Exeposé News Issue 634, Page 3 (5 February 2015) and Exeposé News online (8 February 2015)
When waiting lists exceed four to six weeks, Wellbeing now “signposts” students to local services including the NHS Depression and Anxiety Service.
Yet waits for these services have also proven worryingly high – prompting fears that Devon’s mental health services cannot meet demand.
One student who was signposted told Exeposé: “I have been put on an eight month waiting list for therapy and have essentially been left on my own.” Labelling local eating disorder services “appalling,” she said: “there is very little help” available.
Another called CBT waiting lists “incredibly long,” explaining: “I had an initial assessment in March but didn’t receive any kind of support until August, and even then it was only with a trainee for about four sessions.”
“The Health Centre didn’t refer me to Wellbeing because of the wait, but things outside the University seem just as bad,” commented one student. “Three weeks after my referral I finally got an appointment, but I’m now facing a three month wait for therapy. When you’re struggling to keep things together on a day-to-day basis, three months is unthinkably long.”

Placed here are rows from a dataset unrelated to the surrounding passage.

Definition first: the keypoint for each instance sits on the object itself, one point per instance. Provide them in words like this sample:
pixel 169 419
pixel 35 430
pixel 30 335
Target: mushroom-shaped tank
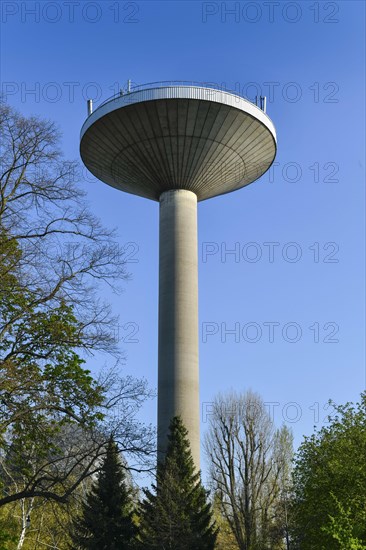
pixel 196 138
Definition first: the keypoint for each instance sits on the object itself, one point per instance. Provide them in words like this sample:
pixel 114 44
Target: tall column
pixel 178 383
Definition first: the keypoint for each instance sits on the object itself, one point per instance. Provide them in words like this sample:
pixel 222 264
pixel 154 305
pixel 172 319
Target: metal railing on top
pixel 132 87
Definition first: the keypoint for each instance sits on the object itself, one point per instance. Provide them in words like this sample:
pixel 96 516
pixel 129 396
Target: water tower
pixel 178 143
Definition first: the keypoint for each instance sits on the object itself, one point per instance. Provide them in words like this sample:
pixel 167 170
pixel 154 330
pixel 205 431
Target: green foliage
pixel 330 483
pixel 341 528
pixel 106 522
pixel 177 516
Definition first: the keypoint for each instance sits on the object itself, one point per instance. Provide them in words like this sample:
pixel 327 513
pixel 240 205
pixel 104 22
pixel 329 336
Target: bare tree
pixel 247 458
pixel 63 250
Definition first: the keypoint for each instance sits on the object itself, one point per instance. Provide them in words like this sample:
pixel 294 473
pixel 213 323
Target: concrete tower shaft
pixel 178 380
pixel 178 143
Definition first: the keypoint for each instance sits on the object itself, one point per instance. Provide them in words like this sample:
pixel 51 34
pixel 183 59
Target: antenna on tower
pixel 263 103
pixel 90 106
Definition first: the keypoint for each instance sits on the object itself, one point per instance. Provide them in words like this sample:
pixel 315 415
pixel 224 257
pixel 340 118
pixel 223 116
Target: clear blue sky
pixel 307 58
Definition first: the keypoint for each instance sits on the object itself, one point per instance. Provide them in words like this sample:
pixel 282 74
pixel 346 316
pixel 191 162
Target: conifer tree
pixel 177 515
pixel 106 521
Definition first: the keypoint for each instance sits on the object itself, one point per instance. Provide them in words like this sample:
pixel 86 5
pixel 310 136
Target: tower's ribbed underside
pixel 201 145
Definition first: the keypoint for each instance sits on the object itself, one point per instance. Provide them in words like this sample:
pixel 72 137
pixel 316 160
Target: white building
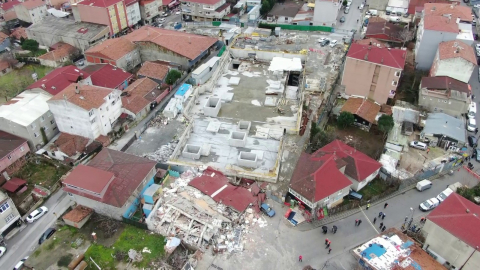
pixel 31 11
pixel 27 116
pixel 452 234
pixel 86 110
pixel 441 22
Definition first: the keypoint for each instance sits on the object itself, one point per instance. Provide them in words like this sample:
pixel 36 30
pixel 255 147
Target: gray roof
pixel 67 28
pixel 444 124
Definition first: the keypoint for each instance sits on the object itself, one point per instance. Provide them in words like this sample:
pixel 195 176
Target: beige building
pixel 372 72
pixel 452 233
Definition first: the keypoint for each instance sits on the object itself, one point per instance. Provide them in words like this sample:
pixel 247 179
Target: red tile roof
pixel 460 217
pixel 362 107
pixel 456 48
pixel 113 49
pixel 109 76
pixel 185 44
pixel 57 80
pixel 129 171
pixel 213 181
pixel 89 178
pixel 394 58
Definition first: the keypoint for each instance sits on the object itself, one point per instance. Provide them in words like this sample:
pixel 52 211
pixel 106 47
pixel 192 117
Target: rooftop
pixel 394 58
pixel 362 107
pixel 113 49
pixel 460 217
pixel 441 123
pixel 26 107
pixel 456 48
pixel 8 143
pixel 184 44
pixel 129 171
pixel 88 96
pixel 57 80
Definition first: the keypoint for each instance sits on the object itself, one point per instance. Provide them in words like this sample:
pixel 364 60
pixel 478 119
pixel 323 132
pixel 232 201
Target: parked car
pixel 418 145
pixel 267 210
pixel 472 141
pixel 46 235
pixel 36 214
pixel 429 204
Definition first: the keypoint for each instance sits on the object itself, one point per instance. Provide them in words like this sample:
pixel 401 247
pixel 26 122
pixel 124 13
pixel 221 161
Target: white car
pixel 429 204
pixel 36 214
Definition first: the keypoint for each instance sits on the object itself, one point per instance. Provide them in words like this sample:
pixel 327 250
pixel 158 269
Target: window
pixel 4 207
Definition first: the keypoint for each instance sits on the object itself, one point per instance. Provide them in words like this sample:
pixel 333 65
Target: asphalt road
pixel 26 241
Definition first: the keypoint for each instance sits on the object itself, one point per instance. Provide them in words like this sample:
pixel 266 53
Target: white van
pixel 423 185
pixel 472 109
pixel 442 196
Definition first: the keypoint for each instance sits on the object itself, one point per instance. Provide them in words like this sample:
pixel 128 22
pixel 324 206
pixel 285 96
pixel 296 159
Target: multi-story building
pixel 31 11
pixel 454 59
pixel 204 10
pixel 86 110
pixel 106 12
pixel 372 72
pixel 27 116
pixel 441 22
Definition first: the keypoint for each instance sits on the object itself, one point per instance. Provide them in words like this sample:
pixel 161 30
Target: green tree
pixel 385 123
pixel 173 76
pixel 345 119
pixel 30 45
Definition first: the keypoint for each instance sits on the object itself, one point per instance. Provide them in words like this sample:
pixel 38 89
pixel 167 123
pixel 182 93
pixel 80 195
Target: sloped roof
pixel 460 217
pixel 362 107
pixel 185 44
pixel 394 58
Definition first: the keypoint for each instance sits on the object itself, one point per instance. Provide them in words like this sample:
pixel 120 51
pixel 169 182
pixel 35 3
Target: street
pixel 26 241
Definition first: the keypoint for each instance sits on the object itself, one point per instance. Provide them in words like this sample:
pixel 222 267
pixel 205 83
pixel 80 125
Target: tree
pixel 345 119
pixel 173 76
pixel 30 45
pixel 385 123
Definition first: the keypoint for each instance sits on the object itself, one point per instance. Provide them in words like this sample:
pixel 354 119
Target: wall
pixel 447 246
pixel 358 75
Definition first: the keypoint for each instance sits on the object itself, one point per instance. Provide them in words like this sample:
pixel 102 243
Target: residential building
pixel 384 31
pixel 119 52
pixel 133 12
pixel 394 250
pixel 31 11
pixel 149 10
pixel 445 131
pixel 111 13
pixel 441 22
pixel 81 35
pixel 326 12
pixel 86 110
pixel 444 94
pixel 323 178
pixel 9 215
pixel 284 12
pixel 204 10
pixel 365 111
pixel 454 59
pixel 372 72
pixel 172 46
pixel 111 183
pixel 13 150
pixel 58 55
pixel 452 235
pixel 28 117
pixel 57 80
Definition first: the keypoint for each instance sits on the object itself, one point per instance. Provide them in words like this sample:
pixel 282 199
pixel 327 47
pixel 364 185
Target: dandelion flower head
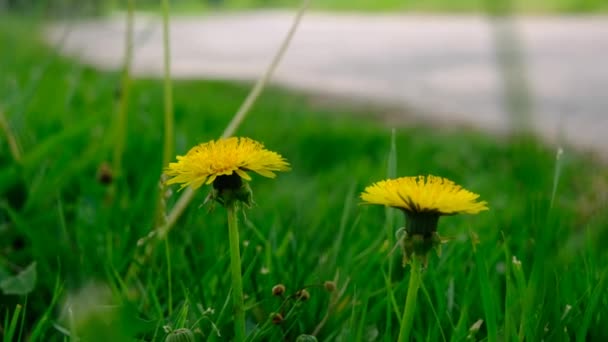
pixel 418 195
pixel 204 163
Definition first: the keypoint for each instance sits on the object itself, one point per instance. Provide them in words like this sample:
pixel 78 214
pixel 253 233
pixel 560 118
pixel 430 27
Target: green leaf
pixel 20 284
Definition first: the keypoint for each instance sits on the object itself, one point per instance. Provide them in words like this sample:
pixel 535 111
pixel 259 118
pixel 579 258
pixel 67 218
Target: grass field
pixel 532 268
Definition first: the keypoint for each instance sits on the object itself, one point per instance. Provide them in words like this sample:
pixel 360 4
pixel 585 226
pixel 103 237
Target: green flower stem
pixel 235 267
pixel 407 320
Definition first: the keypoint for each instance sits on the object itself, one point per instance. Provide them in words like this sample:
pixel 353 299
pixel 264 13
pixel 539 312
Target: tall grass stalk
pixel 556 174
pixel 187 195
pixel 125 89
pixel 391 172
pixel 10 138
pixel 168 89
pixel 407 320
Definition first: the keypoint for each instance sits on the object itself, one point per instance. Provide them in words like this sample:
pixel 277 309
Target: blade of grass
pixel 120 132
pixel 10 138
pixel 391 172
pixel 594 300
pixel 10 332
pixel 188 194
pixel 487 295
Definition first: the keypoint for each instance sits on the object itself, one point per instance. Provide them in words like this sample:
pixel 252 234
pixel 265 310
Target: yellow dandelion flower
pixel 204 163
pixel 423 200
pixel 421 194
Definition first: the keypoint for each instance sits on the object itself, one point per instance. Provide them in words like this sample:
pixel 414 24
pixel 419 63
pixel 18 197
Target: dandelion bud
pixel 306 338
pixel 303 295
pixel 278 290
pixel 329 286
pixel 277 318
pixel 180 335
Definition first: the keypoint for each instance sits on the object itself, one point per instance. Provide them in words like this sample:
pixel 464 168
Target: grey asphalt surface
pixel 442 67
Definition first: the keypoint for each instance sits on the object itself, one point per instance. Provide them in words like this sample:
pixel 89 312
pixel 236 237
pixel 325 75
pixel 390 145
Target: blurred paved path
pixel 444 67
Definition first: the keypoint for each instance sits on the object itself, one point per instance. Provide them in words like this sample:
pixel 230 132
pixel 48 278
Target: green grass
pixel 517 267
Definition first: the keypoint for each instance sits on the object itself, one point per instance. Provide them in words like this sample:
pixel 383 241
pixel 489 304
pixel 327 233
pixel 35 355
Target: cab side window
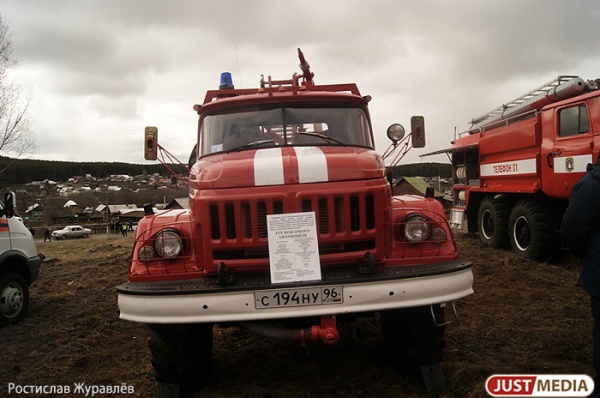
pixel 573 121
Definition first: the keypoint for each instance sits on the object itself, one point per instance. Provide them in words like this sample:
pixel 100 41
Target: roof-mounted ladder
pixel 526 102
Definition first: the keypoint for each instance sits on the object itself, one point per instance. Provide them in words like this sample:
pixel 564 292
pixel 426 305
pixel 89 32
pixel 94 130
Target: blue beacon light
pixel 226 81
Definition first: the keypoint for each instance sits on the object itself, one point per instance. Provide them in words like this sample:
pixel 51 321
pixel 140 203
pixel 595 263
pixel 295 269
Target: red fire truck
pixel 514 169
pixel 292 223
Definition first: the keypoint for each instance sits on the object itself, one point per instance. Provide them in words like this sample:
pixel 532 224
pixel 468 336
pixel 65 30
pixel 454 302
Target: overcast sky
pixel 100 71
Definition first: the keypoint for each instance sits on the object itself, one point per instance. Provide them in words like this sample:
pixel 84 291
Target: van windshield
pixel 265 127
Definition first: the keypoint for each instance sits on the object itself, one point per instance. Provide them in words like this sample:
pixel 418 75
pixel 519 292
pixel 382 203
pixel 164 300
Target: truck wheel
pixel 14 298
pixel 181 354
pixel 411 338
pixel 492 220
pixel 530 230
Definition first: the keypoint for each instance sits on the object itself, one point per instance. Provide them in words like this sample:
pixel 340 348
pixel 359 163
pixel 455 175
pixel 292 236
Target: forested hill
pixel 22 171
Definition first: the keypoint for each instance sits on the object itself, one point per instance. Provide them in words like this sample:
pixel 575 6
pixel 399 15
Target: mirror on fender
pixel 150 143
pixel 395 132
pixel 9 204
pixel 417 127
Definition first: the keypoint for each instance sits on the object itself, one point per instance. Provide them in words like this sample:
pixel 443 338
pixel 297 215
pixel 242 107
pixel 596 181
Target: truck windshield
pixel 264 127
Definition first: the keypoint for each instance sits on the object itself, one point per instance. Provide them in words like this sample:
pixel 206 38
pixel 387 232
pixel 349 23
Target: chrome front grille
pixel 345 222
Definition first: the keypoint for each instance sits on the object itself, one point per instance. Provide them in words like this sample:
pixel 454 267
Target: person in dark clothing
pixel 47 235
pixel 580 229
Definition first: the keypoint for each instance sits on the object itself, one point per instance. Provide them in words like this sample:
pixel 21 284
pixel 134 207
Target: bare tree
pixel 15 137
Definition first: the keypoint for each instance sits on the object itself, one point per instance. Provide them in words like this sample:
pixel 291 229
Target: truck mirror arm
pixel 404 144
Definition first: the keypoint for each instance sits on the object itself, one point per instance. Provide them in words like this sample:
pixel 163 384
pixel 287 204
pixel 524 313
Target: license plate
pixel 298 297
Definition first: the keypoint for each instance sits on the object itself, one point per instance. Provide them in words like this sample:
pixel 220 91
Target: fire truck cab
pixel 291 223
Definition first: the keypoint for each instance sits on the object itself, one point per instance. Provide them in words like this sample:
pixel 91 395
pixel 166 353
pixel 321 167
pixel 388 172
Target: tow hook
pixel 327 332
pixel 224 275
pixel 366 266
pixel 442 321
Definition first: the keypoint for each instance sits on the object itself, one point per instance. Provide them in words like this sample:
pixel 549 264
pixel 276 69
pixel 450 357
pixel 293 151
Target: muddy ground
pixel 524 317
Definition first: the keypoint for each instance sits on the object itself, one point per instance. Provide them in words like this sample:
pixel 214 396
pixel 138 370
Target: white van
pixel 19 264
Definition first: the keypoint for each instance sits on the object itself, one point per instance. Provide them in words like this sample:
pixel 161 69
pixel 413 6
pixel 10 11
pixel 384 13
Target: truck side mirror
pixel 9 204
pixel 417 126
pixel 150 143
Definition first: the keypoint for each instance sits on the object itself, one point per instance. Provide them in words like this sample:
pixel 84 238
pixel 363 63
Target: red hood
pixel 285 165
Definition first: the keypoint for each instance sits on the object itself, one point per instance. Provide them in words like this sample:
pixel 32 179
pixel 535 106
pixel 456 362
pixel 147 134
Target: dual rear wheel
pixel 526 227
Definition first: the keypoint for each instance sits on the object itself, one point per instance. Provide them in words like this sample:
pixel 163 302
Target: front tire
pixel 411 337
pixel 181 354
pixel 531 230
pixel 492 221
pixel 14 298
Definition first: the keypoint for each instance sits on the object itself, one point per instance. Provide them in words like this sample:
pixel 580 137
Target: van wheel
pixel 181 354
pixel 411 337
pixel 531 230
pixel 14 298
pixel 492 220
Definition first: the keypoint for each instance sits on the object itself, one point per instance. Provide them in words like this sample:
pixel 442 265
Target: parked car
pixel 72 231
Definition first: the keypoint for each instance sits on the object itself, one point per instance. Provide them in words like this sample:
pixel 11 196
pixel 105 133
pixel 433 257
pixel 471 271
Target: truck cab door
pixel 567 142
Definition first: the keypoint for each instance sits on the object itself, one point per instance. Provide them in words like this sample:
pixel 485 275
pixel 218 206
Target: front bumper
pixel 203 300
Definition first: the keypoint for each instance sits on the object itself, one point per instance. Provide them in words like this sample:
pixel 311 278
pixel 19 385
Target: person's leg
pixel 595 304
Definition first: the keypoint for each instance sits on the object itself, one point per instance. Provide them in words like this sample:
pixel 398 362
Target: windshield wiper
pixel 324 137
pixel 251 144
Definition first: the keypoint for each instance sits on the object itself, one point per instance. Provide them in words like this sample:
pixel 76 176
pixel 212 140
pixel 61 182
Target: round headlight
pixel 438 235
pixel 146 253
pixel 395 132
pixel 168 244
pixel 416 229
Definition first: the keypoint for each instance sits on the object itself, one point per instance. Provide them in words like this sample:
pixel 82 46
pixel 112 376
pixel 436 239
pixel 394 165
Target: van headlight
pixel 416 228
pixel 168 244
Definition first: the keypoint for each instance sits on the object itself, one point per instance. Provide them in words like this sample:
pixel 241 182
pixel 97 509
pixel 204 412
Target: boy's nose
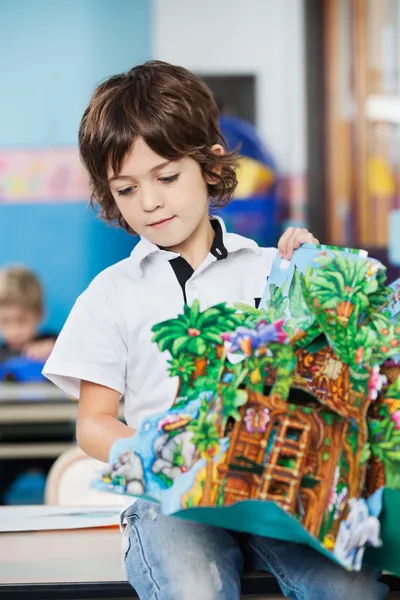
pixel 151 201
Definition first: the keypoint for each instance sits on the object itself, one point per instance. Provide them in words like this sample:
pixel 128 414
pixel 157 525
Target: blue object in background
pixel 255 216
pixel 66 245
pixel 22 370
pixel 57 52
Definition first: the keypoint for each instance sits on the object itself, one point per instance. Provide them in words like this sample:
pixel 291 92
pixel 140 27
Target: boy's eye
pixel 169 179
pixel 126 191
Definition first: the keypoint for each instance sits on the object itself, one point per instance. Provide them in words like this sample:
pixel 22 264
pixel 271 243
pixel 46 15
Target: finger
pixel 291 244
pixel 283 242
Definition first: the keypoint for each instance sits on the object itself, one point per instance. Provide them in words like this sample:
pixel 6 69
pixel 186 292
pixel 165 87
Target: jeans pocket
pixel 142 510
pixel 126 541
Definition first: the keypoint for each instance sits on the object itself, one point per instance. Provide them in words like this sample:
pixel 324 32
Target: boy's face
pixel 18 326
pixel 165 202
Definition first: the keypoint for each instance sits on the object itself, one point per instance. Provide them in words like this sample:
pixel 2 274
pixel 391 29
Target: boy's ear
pixel 217 149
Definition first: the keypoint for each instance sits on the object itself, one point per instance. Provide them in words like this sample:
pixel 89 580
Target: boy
pixel 21 311
pixel 151 144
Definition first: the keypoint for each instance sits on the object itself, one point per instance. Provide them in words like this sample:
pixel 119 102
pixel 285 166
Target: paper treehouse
pixel 286 421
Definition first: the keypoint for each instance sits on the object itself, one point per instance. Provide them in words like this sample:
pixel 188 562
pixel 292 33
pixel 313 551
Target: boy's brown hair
pixel 21 287
pixel 172 110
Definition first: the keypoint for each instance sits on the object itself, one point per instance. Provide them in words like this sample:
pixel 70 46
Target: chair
pixel 69 480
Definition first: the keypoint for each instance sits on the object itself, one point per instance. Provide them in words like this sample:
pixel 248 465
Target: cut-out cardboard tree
pixel 286 421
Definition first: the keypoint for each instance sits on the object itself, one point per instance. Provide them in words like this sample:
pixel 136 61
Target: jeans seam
pixel 273 562
pixel 146 563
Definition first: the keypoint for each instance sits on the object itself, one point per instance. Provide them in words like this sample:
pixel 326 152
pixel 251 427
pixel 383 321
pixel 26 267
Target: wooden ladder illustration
pixel 288 479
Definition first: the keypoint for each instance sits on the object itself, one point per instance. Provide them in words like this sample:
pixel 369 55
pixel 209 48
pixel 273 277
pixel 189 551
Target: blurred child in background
pixel 21 313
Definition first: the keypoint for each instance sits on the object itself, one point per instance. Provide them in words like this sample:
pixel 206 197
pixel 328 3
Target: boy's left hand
pixel 292 239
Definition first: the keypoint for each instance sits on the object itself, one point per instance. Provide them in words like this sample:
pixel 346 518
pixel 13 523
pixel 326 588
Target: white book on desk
pixel 48 518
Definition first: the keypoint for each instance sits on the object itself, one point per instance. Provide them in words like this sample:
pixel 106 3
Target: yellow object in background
pixel 380 177
pixel 254 178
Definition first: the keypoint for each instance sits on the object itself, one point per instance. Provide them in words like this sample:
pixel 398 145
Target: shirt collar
pixel 224 243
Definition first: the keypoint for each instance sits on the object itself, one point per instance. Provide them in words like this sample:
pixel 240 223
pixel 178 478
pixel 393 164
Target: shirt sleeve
pixel 91 345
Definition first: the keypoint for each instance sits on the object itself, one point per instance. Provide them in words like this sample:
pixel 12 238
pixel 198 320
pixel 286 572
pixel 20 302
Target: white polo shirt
pixel 107 336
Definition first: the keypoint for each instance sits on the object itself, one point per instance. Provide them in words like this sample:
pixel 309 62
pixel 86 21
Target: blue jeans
pixel 172 559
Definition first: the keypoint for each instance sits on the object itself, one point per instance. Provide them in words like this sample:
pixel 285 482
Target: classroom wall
pixel 261 37
pixel 52 55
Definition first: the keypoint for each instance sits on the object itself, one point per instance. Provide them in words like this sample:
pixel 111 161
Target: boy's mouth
pixel 162 223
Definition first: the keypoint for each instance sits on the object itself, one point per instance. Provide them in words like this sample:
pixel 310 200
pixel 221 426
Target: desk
pixel 36 421
pixel 83 564
pixel 72 565
pixel 37 424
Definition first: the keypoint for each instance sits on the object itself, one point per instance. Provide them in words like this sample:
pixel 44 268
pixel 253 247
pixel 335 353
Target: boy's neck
pixel 196 247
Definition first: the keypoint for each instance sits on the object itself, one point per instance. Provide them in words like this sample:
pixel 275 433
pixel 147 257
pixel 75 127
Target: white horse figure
pixel 356 533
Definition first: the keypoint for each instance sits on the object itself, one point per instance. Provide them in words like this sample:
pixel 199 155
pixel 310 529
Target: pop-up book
pixel 286 421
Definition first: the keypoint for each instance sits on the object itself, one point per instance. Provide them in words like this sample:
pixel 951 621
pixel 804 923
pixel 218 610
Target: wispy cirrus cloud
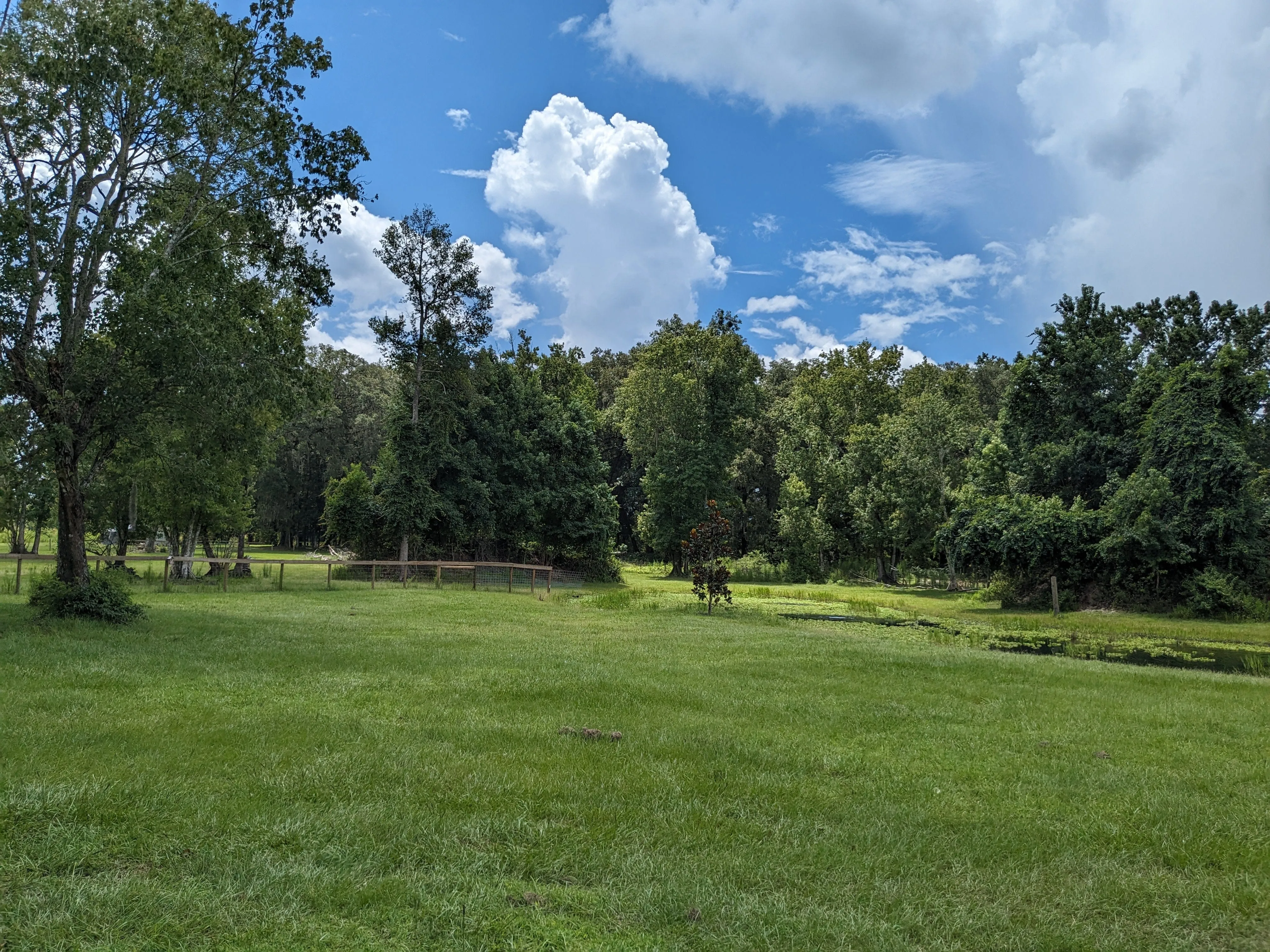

One student facing a wait of up to another month for treatment noted: “it makes the need for a proper and well-resourced Wellbeing service within the University all the more vital, as the options elsewhere are not good.”
A mental health practitioner in the Devon Partnership NHS Trust told Exeposé that most people referred are assessed within two or three weeks.
When low-intensity CBT is prescribed, therapy often begins straightaway. However, if high-intensity CBT is needed – for complex cases including serious depression – patients can wait up to three months for treatment.
“But what do people expect?” he asked. “The thing about psychological treatment is that it takes time,” he explained. “Even when you start seeing a therapist you won’t get better straight away. The whole thing is about taking your time.”
Andy Stapley, Student Health Centre Manager confirmed that the rise in demand at Exeter “certainly reflects the national trend.” He noted: “mental health awareness campaigns run both locally and nationally are very successful,” adding: “governments tend to be slow to react and the resource needed to cater for increased demand simply isn’t always there,”
Ben Bradshaw told Exeposé he has been “campaigning very hard for improvements” to Devon’s mental health service. He stated that services “in Devon in particular are in crisis,” stressing: “It is vital that mental health problems are addressed quickly because if they’re not they can escalate into a major health crisis for the person affected.”